Silver James said...

Okay. Finally back. And late. But, hey, it's been a Very Bad Day(tm).

Hayley, taking Alkaia's POV is brilliant.

Janet, I can't wait for you to get moved, settled, and back to work. Will miss you a lot, lady!

And for anyone who's never seen a snipe, think "tribble".

Janet C. said...

Hayley - whew, glad you took that in the spirit it was intended.

Jana - thanks so much. Let's hope I manage to corral it with my new take on Gillian and Mac's story - and the rewrite I have planned for Lady Bells :)

Silver - glad you came back. I can't wait to get settled. I'm not even gone yet, but I feel as if I'm out of the loop. You all don't have too much fun until I can get back to my routine in the fall :)

Helena said...

I'm going to try to answer your question, Janet. Sorry I'm so late that you might even miss this comment. Got back to my hotel a while ago, some red wine coursing through my veins, and began checking emails & such, so don't know how coherent I can be. Plus it's late now!

I think voice is unique to each writer, but it's also possible to have a different voice for the different genres we write in. As you said, blogging has a different flow than more formal writing, and there is a difference between oral and written storytelling. Writing in several genres, as I (attempt) to do, does not make it easier nor is it harder. It's elusive always, but it could be that deciding to write in a different genre might make the writer more aware that the voice required is important.

I was interested in Hayley's comment about academic writing. Even there, I see differences in the voice of one author compared to others attempting to do the same type of exposition. Otherwise, you wouldn't notice differences in style. Plagiarism would be a lot harder to detect, too. (I realise that style and voice are not the same, but for the sake of argument let's say they are.)

Also, some subjects require a different treatment that might be construed as voice.

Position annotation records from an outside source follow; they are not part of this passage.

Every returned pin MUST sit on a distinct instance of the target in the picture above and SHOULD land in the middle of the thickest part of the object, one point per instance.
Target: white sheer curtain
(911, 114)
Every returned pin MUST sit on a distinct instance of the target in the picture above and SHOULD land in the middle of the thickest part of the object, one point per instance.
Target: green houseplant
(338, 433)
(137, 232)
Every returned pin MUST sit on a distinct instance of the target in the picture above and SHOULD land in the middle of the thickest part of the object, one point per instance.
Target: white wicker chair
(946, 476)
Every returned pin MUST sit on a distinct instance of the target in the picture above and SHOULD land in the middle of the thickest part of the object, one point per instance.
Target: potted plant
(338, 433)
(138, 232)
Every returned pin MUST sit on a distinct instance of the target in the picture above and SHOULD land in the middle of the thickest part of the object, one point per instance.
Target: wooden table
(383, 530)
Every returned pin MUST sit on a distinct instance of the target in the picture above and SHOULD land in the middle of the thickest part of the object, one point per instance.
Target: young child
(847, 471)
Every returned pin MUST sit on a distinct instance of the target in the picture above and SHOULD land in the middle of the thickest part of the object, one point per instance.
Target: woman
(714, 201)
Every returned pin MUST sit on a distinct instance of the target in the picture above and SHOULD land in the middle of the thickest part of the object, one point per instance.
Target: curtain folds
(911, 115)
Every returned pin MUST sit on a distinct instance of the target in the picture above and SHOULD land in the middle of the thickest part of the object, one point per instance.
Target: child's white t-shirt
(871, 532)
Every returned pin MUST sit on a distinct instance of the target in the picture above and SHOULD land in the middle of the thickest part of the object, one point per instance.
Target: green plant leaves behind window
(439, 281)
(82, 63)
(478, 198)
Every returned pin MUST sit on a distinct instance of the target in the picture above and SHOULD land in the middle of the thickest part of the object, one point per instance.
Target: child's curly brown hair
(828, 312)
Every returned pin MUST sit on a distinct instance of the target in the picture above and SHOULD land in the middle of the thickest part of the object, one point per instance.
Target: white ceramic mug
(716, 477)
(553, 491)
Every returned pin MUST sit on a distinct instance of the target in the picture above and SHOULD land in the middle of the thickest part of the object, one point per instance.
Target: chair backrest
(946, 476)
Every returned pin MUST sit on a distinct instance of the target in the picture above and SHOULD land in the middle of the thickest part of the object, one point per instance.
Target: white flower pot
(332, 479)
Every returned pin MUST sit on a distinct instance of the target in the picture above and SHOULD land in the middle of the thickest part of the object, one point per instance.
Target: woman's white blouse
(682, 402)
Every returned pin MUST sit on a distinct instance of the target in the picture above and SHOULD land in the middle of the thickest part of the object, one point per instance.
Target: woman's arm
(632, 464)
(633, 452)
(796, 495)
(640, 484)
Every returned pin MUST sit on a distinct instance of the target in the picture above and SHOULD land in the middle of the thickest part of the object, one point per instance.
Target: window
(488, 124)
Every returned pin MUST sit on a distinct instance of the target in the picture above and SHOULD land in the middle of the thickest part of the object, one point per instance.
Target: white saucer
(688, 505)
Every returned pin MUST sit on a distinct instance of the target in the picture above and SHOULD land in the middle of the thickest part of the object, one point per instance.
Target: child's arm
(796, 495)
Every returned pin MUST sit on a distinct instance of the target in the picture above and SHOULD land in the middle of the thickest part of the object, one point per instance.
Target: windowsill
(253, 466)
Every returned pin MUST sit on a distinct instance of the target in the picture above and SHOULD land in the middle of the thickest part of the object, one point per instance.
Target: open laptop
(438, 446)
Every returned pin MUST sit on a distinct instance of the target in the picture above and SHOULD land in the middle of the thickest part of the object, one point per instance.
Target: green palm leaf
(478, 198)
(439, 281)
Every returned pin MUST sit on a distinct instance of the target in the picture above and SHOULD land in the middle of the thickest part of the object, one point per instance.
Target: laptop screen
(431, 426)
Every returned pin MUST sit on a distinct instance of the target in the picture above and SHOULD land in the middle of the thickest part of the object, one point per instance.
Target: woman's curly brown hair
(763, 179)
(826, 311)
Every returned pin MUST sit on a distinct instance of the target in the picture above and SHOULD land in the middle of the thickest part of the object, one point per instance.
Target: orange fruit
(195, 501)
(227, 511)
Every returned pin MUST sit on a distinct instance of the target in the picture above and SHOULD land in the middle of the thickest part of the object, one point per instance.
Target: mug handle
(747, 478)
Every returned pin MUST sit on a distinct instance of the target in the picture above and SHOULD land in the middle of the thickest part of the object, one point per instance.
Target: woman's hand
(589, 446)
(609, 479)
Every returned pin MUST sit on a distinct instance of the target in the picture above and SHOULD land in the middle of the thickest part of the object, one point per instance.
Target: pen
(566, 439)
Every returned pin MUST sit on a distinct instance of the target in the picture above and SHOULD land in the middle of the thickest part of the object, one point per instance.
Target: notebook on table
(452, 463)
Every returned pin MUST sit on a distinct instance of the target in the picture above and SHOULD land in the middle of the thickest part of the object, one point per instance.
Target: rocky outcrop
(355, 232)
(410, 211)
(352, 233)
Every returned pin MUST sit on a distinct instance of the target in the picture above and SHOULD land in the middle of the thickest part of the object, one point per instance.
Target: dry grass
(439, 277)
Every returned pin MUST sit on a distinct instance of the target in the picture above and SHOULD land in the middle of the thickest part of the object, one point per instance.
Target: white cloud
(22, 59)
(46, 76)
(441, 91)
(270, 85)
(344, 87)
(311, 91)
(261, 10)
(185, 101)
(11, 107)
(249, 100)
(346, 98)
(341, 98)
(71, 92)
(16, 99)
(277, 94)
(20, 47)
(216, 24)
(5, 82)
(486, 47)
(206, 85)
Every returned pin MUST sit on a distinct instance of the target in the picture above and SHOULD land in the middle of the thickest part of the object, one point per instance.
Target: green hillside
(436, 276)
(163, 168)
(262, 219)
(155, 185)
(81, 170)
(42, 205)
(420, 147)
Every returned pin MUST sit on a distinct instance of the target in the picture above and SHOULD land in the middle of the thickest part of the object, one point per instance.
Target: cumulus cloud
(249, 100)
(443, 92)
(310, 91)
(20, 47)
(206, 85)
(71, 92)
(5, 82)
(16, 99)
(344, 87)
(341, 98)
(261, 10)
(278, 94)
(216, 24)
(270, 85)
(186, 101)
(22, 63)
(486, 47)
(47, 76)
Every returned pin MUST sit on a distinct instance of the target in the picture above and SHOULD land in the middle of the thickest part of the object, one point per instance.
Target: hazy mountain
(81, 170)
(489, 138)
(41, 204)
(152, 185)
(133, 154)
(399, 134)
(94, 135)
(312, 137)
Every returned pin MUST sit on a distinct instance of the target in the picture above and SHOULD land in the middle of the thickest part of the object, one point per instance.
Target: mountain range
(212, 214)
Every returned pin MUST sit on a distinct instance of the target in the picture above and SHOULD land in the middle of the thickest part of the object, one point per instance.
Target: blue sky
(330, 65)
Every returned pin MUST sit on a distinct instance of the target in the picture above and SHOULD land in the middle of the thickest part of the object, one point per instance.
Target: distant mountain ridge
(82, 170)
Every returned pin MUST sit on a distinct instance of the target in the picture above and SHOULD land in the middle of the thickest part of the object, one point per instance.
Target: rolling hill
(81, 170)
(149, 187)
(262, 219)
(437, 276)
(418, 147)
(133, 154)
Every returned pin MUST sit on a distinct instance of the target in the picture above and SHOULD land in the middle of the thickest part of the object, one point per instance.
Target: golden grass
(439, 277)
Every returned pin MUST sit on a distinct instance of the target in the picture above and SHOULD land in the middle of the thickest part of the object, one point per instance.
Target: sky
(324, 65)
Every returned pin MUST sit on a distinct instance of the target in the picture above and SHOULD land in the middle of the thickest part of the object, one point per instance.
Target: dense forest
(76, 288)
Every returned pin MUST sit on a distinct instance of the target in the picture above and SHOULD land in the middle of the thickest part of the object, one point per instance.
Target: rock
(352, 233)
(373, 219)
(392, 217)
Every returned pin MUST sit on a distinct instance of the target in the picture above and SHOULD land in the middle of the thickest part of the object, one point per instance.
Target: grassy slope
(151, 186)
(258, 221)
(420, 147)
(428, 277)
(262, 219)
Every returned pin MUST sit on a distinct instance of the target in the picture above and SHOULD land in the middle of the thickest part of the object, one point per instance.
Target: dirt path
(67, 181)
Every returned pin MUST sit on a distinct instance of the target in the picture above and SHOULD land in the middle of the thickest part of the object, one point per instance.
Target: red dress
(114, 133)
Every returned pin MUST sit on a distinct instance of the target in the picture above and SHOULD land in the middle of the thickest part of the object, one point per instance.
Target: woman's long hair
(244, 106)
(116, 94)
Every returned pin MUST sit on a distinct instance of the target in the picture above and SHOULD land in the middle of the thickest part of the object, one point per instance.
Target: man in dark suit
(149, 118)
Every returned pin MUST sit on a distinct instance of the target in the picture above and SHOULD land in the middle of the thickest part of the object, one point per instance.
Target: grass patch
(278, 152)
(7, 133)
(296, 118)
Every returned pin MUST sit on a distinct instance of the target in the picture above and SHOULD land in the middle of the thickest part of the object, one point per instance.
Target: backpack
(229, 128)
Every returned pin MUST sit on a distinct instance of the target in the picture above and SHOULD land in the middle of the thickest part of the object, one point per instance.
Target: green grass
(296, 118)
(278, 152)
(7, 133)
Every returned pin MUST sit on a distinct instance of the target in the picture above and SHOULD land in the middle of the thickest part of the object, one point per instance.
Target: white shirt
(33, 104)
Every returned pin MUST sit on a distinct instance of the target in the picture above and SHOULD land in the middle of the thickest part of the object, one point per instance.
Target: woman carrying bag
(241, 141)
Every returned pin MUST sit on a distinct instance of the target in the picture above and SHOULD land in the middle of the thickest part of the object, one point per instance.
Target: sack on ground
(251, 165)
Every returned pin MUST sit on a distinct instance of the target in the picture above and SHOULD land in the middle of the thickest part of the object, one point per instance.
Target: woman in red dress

I recall taking a course in Legal Bibliography and one assignment was to write a legal memorandum which follows a prescribed structure. Until that was mastered it was impossible to successfully produce the desired result, even if you had the content down cold. If you missed the "voice" required, it didn't matter how much you knew about the topic because the essence of the assignment was to use all the proper terminology and phrases. That may not seem like a good example, but for me it was an exercise in developing an effective tone and conveying a message, that happened to be a legal opinion, in an effective manner. It required using a certain "voice" that was prescribed, yes, but the process was very similar: looking at good examples of the "genre" and practising (a lot). It was hard work, but satisfying in the end, to get it right.

Oh, dear, time to quit. Too much fun at the alumni reunion! I'm not sure I really know what I'm talking about.

Janet C. said...

Thanks for coming back and answering my question, Helena. First off, have fun this weekend (I assume you are somewhere other than home and at a reunion of some type :)

Second - good point of voice being different depending on the genre. But there still has to be a voice. Silver alluded to that when she talked about Nora Roberts/J.D. Robb.

Thanks to all of you here today, I have much to ponder over the summer as I travel across the country to my new home. I'm hoping with the lack of Internet (although I will have to take some kind of 12 step program to make it through the withdrawals) I'll be able to give full attention to my writing. Come September, I am hoping to be working it as a day job (until I find a day job that pays money) and will have renewed confidence in my craft and my voice.